Skoczek i jego fizjoterapeutka odprowadzili ją wzrokiem, po czym z opóźnionym
zapłonem zorientowali się, że może warto by ją złapać zanim roztrzaska się na
kawałki.
-
łap ją! – zawołał Thomas rzucając się w kierunki latającego przedmiotu
-
aaa! – pisnęła Luiza również rzucając się w stronę kamery. Dwie pary rąk jednak
niczego nie wskórały, bo zamiast złapać kamerę złapali swoje ręce, a urządzonko
spadło na podłogę z głośnym trzaskiem. Zdezorientowany kierowca spojrzał na
nich ze zgrozą w oczach, pewnie zastanawiał się czy ma już zdewastowany tył
samochodu, czy jego niszczenie jeszcze trwa. Widząc kamerę nieco się uspokoił,
obdarowując pasażerów spojrzeniem wyrażającym politowanie. Thomas tym czasem
podniósł kamerę z podłogi z delikatnością matki i starał się założyć części,
które odpadły. Po dokonaniu operacji uruchomił kamerkę, która o dziwo odpaliła.

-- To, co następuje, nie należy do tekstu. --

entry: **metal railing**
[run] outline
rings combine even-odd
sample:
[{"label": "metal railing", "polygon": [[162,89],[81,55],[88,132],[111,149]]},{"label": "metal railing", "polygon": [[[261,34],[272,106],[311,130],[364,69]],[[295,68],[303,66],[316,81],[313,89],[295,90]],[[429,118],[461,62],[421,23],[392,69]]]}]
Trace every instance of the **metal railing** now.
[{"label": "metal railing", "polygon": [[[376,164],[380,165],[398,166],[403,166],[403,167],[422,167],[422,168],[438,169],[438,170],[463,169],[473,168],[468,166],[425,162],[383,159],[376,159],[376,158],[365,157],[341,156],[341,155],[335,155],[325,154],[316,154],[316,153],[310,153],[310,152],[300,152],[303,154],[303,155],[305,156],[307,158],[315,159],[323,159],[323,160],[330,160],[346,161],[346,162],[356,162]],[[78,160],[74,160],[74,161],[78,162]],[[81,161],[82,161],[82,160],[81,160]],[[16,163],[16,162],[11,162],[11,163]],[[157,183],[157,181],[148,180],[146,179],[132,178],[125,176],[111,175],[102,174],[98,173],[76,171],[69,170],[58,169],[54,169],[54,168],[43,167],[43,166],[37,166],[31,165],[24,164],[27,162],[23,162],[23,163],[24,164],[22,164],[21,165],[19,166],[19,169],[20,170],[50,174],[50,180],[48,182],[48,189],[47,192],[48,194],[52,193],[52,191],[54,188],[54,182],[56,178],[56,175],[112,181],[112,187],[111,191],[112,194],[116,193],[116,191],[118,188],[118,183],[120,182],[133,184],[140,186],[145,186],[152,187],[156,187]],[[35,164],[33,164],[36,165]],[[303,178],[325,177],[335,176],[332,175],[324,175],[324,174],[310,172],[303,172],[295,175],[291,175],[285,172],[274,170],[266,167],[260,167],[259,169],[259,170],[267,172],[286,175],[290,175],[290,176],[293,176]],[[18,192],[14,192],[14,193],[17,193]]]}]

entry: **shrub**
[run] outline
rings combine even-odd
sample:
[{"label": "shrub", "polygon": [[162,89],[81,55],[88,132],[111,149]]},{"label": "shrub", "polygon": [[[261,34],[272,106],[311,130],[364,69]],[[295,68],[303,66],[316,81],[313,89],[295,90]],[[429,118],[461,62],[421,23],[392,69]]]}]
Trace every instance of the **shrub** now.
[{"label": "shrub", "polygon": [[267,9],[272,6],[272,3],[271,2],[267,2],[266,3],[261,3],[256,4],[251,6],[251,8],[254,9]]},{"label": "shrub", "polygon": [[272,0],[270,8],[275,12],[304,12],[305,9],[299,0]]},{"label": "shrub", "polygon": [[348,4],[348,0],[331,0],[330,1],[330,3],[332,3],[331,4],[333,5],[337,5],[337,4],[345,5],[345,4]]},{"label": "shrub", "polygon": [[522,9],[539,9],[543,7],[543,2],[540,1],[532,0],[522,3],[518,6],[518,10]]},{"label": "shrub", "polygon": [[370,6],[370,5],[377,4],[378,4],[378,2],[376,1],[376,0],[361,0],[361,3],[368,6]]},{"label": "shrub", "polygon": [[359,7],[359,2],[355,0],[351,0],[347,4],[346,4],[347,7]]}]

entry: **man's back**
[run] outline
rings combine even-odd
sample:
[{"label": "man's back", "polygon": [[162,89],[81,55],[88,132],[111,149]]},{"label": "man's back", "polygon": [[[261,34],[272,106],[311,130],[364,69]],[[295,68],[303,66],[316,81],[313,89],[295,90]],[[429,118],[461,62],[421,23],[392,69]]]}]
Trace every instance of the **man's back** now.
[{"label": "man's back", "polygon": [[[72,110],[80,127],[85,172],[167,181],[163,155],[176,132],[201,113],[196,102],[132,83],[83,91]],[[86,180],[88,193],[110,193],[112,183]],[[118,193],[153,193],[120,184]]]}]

Uradowany Morgi z radości pogłaskał ustrojstwo i przytulił je do siebie. Luiza
spojrzała na niego z miną jakby przytulał co najmniej szczura. Nie wiedziała
jak często spotyka się z psychologiem, ale pewne było, że powinien podwoić
liczbę godzin. Skoczek spojrzał na Luizę i widząc jej minę natychmiast
pośpieszył z wyjaśnieniami.
-
nie patrz tak na mnie – zaśmiał się – jak ją dobrze traktuję to działa –
wypowiedział z miną czterolatka starającego się przekonać rodziców, że to nie
on stłukł wazon, tylko krasnoludki.
Uczelnia była już niemal pusta.
Godzina była popołudniowa więc zostało już niewielu studentów. Luiza i Thomas
podeszli pod gabinet pani dziekan w akompaniamencie odgłosów wydawanych przez
swoje kroki. Polka niemal słyszała bicie swojego serca. Była zestresowana
niczym przed egzaminem na prawo jazdy. „Zameldowała się” u sekretarki,
która po krótkiej konsultacji z szefową
otwarła przed Polką drzwi do gabinetu. Luiza wzięła głęboki oddech i starał się
uspokoić przyspieszony oddech. Poczuła na swoim ramieniu czyjąś dłoń.
-
Lizz, spokojnie. Tyle wytrwałaś w Austrii a boisz się jakiejś kobiety? –
szepnął jej do ucha Thomas, popychając ją lekko w stronę drzwi. Ostatni raz w
tym miejscu Luiza była jak otrzymała staż. Wyszła wtedy z gabinetu jak burza,
rzucając wokół pioruny i gromiąc wzrokiem każdego, kto choćby na nią spojrzał.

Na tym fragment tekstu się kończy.